With the exception of 300mm and longer, I'm a zooms guy with 16-35 f/2.8II, 24-70 f/2.8II and the awesome 70-200 f/2.8isII. They keep bag weight down and hugely reduce the need for lens changes in dusty locations. For me "content is king" and a zoom's innate flexibility helps to deliver the goods. I sold three primes when I bought the 24-70 f/2.8II. It's that good. 
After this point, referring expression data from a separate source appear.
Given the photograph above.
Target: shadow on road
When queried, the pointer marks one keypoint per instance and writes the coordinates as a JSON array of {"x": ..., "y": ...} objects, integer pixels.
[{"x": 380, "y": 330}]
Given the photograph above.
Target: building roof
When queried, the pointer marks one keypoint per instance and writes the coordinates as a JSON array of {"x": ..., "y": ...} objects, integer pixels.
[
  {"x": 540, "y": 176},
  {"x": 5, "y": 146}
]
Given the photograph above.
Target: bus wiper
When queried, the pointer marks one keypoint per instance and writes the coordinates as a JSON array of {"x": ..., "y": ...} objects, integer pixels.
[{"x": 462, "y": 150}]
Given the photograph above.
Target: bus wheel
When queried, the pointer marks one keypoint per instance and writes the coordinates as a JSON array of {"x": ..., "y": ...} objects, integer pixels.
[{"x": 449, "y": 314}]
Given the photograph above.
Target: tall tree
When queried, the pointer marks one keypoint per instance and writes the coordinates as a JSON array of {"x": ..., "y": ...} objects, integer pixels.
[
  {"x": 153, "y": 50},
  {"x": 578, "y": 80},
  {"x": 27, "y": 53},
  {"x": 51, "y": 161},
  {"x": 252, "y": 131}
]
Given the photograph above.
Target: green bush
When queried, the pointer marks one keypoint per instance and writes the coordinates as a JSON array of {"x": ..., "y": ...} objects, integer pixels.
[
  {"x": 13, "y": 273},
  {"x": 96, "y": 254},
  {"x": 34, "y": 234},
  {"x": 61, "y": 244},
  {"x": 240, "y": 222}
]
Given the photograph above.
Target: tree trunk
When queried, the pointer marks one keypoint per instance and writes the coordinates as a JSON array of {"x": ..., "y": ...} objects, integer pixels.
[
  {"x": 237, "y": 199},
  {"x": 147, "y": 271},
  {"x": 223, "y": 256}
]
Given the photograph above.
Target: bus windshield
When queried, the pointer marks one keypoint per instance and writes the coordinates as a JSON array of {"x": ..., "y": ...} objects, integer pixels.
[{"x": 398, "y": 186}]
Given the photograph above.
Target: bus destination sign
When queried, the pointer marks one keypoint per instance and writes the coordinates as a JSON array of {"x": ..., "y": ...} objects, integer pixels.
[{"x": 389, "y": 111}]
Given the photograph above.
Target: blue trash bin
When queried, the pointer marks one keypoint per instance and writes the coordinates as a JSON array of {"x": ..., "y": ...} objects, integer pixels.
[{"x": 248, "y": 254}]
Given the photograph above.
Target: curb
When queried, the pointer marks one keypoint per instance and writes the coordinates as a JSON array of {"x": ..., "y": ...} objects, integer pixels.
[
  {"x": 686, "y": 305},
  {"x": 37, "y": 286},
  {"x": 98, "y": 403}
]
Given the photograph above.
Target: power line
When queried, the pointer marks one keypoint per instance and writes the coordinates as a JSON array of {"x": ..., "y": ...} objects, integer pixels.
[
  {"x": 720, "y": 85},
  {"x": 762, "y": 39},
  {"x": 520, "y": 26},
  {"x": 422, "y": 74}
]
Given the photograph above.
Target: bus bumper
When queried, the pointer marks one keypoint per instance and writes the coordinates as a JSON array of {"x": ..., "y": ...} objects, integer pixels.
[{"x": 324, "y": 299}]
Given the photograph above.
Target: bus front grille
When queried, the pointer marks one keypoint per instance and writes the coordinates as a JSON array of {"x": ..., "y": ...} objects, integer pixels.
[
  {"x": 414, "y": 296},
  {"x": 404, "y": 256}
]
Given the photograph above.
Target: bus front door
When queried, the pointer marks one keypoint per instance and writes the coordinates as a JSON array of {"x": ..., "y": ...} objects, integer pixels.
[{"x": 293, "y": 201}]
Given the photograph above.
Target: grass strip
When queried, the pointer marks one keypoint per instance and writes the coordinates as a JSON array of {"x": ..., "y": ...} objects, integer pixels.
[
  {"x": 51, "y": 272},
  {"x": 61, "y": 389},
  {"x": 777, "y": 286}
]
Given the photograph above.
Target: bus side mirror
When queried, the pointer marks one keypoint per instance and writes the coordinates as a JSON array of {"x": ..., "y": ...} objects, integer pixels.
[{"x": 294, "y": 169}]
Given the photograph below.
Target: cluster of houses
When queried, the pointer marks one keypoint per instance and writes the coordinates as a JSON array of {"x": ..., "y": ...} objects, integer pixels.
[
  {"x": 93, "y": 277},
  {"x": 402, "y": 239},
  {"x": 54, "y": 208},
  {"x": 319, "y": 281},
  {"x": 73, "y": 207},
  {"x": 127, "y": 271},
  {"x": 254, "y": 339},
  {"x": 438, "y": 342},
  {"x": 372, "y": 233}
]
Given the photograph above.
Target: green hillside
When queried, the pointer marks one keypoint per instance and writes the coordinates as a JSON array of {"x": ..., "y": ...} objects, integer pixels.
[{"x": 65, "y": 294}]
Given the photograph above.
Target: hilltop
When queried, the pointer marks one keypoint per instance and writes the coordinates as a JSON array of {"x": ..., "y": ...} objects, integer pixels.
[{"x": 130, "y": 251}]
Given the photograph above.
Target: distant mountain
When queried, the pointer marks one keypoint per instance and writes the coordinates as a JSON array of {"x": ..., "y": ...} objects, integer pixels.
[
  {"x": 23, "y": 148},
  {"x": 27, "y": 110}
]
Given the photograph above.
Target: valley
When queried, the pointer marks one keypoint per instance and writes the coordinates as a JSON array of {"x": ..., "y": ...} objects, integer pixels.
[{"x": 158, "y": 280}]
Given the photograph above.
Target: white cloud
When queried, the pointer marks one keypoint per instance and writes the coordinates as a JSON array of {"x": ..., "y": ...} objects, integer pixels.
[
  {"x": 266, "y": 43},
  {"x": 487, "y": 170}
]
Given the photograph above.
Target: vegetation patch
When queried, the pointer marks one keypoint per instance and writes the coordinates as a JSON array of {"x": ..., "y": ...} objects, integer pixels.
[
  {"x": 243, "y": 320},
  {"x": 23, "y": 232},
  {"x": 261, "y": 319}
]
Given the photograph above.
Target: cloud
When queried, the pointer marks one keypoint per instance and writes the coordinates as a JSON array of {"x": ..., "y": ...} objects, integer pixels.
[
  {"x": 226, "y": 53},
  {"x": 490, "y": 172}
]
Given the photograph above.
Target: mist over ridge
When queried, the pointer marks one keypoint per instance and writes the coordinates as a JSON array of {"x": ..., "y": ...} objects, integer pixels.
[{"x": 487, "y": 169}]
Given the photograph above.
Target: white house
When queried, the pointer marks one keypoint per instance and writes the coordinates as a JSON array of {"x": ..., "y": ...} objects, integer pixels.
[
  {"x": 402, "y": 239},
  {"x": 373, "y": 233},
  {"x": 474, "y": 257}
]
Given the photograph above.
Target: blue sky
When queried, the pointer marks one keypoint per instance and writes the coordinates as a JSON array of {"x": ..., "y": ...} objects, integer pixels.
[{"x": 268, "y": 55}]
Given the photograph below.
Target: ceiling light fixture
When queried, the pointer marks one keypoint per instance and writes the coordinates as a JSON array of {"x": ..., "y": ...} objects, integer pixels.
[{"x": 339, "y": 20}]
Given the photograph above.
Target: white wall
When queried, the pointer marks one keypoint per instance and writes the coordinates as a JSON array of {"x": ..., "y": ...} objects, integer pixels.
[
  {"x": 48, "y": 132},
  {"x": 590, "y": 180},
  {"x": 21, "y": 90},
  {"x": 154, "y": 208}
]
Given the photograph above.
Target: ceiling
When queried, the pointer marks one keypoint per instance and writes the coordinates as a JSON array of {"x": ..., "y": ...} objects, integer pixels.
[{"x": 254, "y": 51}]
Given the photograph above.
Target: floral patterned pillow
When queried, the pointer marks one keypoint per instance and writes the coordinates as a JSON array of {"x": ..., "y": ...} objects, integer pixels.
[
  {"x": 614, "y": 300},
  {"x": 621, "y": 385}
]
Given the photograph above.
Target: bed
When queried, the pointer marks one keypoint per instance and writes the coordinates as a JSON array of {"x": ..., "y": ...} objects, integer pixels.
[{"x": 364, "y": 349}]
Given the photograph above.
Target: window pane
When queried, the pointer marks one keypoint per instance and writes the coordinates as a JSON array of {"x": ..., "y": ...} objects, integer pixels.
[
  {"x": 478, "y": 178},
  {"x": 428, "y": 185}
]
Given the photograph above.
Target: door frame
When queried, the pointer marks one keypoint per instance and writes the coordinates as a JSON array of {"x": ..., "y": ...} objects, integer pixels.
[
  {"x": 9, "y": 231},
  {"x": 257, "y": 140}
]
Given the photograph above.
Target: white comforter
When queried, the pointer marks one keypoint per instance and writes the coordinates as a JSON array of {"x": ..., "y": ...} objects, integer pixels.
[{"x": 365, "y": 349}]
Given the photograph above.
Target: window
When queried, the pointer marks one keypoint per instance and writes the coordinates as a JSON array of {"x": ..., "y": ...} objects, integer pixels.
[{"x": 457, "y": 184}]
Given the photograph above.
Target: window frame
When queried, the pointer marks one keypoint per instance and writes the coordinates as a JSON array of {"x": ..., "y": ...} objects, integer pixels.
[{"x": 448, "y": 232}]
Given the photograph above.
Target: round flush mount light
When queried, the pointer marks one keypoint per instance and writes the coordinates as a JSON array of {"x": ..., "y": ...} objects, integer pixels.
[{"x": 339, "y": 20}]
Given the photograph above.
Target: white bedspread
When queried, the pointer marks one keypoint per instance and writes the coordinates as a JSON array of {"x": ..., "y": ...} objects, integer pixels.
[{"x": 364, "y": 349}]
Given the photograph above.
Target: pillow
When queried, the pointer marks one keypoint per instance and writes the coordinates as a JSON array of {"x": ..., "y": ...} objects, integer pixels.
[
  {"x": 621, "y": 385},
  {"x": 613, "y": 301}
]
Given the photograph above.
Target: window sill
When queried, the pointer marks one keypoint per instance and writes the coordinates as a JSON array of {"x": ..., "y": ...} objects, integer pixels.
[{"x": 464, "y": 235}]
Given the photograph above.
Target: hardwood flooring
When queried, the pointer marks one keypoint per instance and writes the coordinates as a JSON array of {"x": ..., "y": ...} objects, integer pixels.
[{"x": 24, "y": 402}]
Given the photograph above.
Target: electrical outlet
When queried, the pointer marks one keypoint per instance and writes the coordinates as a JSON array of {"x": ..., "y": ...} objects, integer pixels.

Why do they do it? Hell, I don't know. I suspect the the most dogmatic offenders are dreamers with too much time on their hands who may not even own a camera. 

-pw


----------



## DRR (Jun 14, 2014)

pwp said:


> There are all sorts of "prime-tyrants" out there...trolls, pixel peepers, insecure gear-nuts who follow the trends and of course the many genuinely brilliant photographers who undoubtedly produce their best work with primes.
> 
> With the exception of 300mm and longer, I'm a zooms guy with 16-35 f/2.8II, 24-70 f/2.8II and the awesome 70-200 f/2.8isII. They keep bag weight down and hugely reduce the need for lens changes in dusty locations. For me "content is king" and a zoom's innate flexibility helps to deliver the goods. I sold three primes when I bought the 24-70 f/2.8II. It's that good.
> 
> ...



Personally, I like primes because it simplifies decisions for me. I'm generally a two-lens shooter - more than that tends to be overkill for my style (or, abilities, if you want to put it that way). I looked at EXIF on how I shot my 24-70 and 90% of the shots were at 30-40 range, or at 70. I figured with a little more discipline I could use primes and gain the ability to shoot with over 4x more light hitting the sensor over a fast zoom.

Needs and styles vary - that is why there is a range of equipment available. No two kits are alike because no two shooters are alike.


----------